COLUMBUS (WCMH) — Nineteen states across the country have ramped up their battle against the spread of the measles outbreak.
Since the beginning of the year, the Centers for Disease Control and Prevention has confirmed 465 cases in the U.S.
New York City is the latest to declare a public health emergency with 285 confirmed cases. Officials say there is no outbreak in Ohio and they want to keep it that way.
Health officials say those cases that were reported in New York are mainly in the ultra-Orthodox Jewish community. Columbus Public Health officials have started speaking with local members of that community about the importance of vaccinations.
More than ever, health officials are encouraging families to get their children vaccinated for measles if they have not done so already.
“The reason we are seeing a lot of this outbreak is because kids are not getting vaccinated at the rate that they use to years ago,” said Dr. Ben Bring, family medicine doctor at Dublin Methodist Hospital.

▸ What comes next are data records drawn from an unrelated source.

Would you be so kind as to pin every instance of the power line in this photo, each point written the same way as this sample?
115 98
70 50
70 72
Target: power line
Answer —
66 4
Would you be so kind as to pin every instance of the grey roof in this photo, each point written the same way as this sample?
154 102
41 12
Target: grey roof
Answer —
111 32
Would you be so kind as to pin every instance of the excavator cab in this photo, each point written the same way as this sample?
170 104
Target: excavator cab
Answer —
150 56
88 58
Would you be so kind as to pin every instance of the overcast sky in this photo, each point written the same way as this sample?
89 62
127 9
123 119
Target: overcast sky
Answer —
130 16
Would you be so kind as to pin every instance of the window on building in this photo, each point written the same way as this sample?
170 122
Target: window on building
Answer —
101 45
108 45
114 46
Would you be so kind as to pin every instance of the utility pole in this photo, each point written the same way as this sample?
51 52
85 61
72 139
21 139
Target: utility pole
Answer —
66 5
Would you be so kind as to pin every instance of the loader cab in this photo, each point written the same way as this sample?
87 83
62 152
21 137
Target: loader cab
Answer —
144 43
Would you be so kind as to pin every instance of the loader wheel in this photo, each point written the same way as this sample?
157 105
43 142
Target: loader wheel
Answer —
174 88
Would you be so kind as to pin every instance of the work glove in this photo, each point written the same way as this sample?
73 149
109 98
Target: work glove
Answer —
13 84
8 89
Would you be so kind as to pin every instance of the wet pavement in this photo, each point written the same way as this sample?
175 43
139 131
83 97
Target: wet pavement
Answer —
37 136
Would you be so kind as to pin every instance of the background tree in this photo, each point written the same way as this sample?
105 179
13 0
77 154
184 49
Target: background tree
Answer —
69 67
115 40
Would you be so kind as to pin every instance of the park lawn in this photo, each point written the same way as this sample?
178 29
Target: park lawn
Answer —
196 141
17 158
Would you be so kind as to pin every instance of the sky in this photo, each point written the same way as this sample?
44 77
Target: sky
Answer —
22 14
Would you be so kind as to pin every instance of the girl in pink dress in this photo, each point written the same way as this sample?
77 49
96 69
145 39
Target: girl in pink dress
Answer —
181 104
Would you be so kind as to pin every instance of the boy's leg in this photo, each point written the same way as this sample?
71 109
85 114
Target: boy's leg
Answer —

Measles vaccination rates are on a downward slide statewide, according to the state’s health department.
Ohio’s measles vaccination rate stood at 88-percent in 2017. That is well below the 95-percent the last time Ohio had a measles outbreak in 2014 – which resulted in 300 cases in the Amish community
outside of Columbus.
“You go out to public places, you travel, you go on airplanes and you don’t know where other people have been either. Nowadays, we live in such a small world. With the way global travel is, you can be exposed to this virus. It is very highly contagious,” said Bring.
The last reported case of the measles in Columbus was in 2001. Health officials say a 24-year-old female traveling abroad brought the virus back into the state.
The highly contagious virus is spread through the air when an infected person coughs or sneezes.
Doctors say it is important for children to receive the vaccine.